Expect Hope Dickson Leach to be snapped up by Hollywood in a heartbeat.

Hope Dickson Leach announces herself as the great white hope of British film with this quietly devastating debut.

There are no jump cuts, artful compositions, musical interludes, pop cultural quotations or scenery-chewing performances in Hope Dickson Leach’s contemporary update of ‘King Lear’, The Levelling. This is a film that doesn’t need to snag at your coat for attention – it is brilliant because of the insights it delivers and the convincing manner it whips up a devastating family drama from the foggy ether.

This is naked, unadorned filmmaking that’s only interested in hacking emotions back to the marrow and making everything that appears within the frame count. It’s invigorating to be in the presence of someone in such control of a film and who clearly cares deeply about what viewers see, hear and feel.

But first, let’s heap praise on Ellie Kendrick’s towering central performance as prodigal daughter Clover. She returns to the family farm to attend the funeral of her younger brother, who shot himself after an evening of bacchanalian revelry. All she does is keeps secrets and hides her feelings. And she doesn’t use gestures to signal to the camera that she’s hiding feelings – it’s done in a way that, when those feelings are actually revealed, they’re entirely plausible and surprising.

There are twists to the story, but they are powered by interior rather than exterior forces. Maybe that slow, stuttering drip-feed of emotions might not seem like such an impressive feat, but Kendrick makes it feel natural – as if she’s reacting rather than acting. Like the film itself, her performance is militantly non-showy, but these still waters run very deep.

A young woman wearing a navy blue coat and a red knitted jumper stands outdoors against a backdrop of autumn foliage.

Clover’s foil is her mad pops Aubrey (David Troughton) who initially seems like he’s chronically depressed and going a little stir crazy. He saw Clover was a safe and sturdy pair of hands, potential heir to the land and the only one with the wherewithal to carry the family banner into the future. But through intimidation and a desire for personal independence, she went off to seek her fortune, and her volatile younger brother Charlie both inherited and later bought the farm.

The Levelling is not an example of a filmmaker desperately trying to make something new or search for new forms of cinematic expression. Leach proves with her minutely sculpted, screw-turning tale that there is far too little value placed on basic competence in the wondrous world of movies.
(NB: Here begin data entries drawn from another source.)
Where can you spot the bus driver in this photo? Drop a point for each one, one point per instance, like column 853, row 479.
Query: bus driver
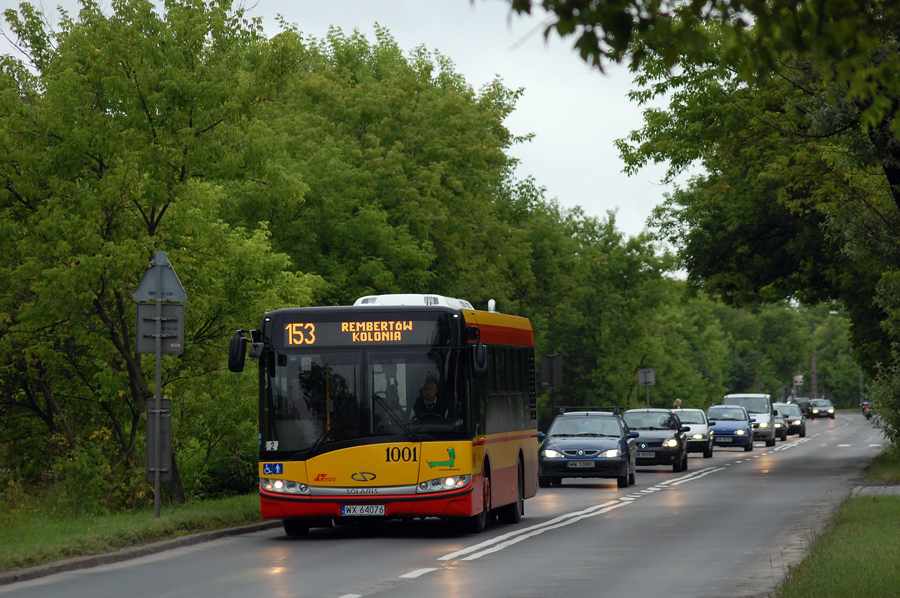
column 427, row 404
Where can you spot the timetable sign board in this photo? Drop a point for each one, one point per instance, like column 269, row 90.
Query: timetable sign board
column 172, row 328
column 647, row 377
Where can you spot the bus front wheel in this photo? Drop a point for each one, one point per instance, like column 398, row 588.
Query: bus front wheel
column 478, row 522
column 512, row 513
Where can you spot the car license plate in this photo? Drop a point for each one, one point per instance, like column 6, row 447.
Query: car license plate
column 581, row 464
column 362, row 510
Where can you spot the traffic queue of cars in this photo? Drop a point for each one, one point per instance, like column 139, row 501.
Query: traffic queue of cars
column 610, row 442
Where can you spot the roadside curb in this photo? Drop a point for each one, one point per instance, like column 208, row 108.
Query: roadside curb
column 127, row 554
column 876, row 490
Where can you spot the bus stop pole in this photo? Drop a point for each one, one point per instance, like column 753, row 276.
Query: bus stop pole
column 156, row 416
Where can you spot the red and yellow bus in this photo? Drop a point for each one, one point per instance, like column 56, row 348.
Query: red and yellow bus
column 343, row 437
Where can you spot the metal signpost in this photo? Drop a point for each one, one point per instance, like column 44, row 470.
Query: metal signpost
column 647, row 377
column 160, row 329
column 551, row 376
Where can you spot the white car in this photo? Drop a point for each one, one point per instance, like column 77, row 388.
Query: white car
column 699, row 439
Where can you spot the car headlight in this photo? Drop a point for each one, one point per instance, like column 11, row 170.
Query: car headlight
column 445, row 483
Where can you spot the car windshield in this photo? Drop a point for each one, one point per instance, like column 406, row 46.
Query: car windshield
column 644, row 420
column 791, row 410
column 752, row 404
column 726, row 413
column 691, row 416
column 585, row 426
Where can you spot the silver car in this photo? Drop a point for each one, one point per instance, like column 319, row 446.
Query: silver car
column 699, row 439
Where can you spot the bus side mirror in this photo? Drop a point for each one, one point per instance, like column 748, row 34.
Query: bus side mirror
column 237, row 349
column 479, row 360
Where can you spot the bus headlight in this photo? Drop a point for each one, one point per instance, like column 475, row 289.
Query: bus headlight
column 283, row 486
column 443, row 484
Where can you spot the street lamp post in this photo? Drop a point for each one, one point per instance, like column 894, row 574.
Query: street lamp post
column 814, row 391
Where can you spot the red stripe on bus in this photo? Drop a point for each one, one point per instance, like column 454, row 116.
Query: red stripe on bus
column 501, row 335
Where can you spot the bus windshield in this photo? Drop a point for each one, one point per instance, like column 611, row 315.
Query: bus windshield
column 331, row 399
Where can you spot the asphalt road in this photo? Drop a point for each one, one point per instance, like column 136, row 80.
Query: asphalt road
column 729, row 526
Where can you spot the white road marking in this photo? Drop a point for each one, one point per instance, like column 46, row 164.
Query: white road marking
column 526, row 530
column 696, row 477
column 506, row 540
column 418, row 573
column 512, row 541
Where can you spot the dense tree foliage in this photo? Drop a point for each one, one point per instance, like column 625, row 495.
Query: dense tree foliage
column 290, row 171
column 799, row 197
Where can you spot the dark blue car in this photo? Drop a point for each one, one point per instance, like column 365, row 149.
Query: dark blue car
column 731, row 425
column 663, row 440
column 587, row 444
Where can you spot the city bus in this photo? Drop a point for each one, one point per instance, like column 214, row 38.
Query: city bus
column 344, row 436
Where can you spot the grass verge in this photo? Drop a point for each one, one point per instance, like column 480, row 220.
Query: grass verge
column 857, row 554
column 35, row 538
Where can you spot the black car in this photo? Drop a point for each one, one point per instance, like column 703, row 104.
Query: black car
column 795, row 422
column 803, row 403
column 821, row 408
column 587, row 444
column 662, row 440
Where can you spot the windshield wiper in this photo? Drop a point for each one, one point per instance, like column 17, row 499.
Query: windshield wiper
column 311, row 451
column 397, row 419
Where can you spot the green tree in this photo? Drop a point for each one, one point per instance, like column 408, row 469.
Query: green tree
column 403, row 161
column 121, row 132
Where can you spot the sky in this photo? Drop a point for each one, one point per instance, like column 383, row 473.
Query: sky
column 574, row 112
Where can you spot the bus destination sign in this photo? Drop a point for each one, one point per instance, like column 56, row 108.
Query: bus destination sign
column 348, row 333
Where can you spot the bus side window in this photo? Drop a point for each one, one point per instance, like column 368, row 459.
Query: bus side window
column 492, row 369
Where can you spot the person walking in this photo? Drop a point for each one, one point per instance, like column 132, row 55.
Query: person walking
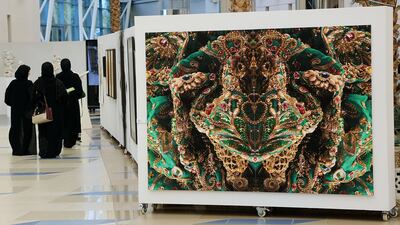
column 49, row 89
column 18, row 96
column 72, row 119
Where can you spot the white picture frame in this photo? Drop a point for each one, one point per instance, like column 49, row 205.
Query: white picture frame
column 380, row 19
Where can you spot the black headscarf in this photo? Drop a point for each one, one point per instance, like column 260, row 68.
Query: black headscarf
column 65, row 65
column 22, row 72
column 47, row 70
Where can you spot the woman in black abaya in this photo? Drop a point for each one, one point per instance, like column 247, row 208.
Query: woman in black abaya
column 22, row 135
column 50, row 134
column 72, row 120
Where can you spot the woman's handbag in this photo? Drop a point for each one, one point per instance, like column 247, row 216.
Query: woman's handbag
column 42, row 117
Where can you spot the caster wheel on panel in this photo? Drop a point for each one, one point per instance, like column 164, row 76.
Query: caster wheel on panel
column 262, row 211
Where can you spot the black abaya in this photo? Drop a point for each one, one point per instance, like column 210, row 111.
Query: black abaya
column 50, row 134
column 22, row 135
column 72, row 119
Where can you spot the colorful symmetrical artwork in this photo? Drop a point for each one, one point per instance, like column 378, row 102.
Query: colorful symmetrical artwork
column 111, row 75
column 276, row 110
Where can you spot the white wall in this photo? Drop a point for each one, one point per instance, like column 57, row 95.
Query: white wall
column 34, row 54
column 131, row 146
column 25, row 20
column 110, row 109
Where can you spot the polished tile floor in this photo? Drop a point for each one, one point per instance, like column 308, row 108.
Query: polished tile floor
column 95, row 183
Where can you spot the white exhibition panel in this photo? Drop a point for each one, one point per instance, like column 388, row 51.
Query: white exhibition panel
column 35, row 54
column 131, row 146
column 380, row 18
column 110, row 109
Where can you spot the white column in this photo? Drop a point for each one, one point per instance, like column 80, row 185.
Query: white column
column 94, row 19
column 49, row 23
column 127, row 14
column 80, row 14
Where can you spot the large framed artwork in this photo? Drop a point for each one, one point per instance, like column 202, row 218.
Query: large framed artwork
column 132, row 88
column 111, row 73
column 297, row 109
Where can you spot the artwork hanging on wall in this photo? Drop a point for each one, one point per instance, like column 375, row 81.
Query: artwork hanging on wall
column 9, row 64
column 104, row 66
column 240, row 5
column 273, row 110
column 132, row 88
column 111, row 73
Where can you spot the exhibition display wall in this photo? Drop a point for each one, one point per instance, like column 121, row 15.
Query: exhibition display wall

She has clearly reverse engineered every element of her tale, knowing how every frame and every gesture will impact on and feed into every other. Watching someone get all the small things right is an unalloyed joy to behold.

It would be very easy to take this film for granted, but you’d be a fool to do so. It talks about familial breakdown and responsibility, ghosts and saviours, pride and glory with such expertise and intelligence that it’s clear Leach has lived these lives and knows these people. It’s a cliché to say that we can’t wait to see what she does next, but we’d be lying to ourselves if we didn’t say that we really, really can’t wait to see what she goes on to down the line.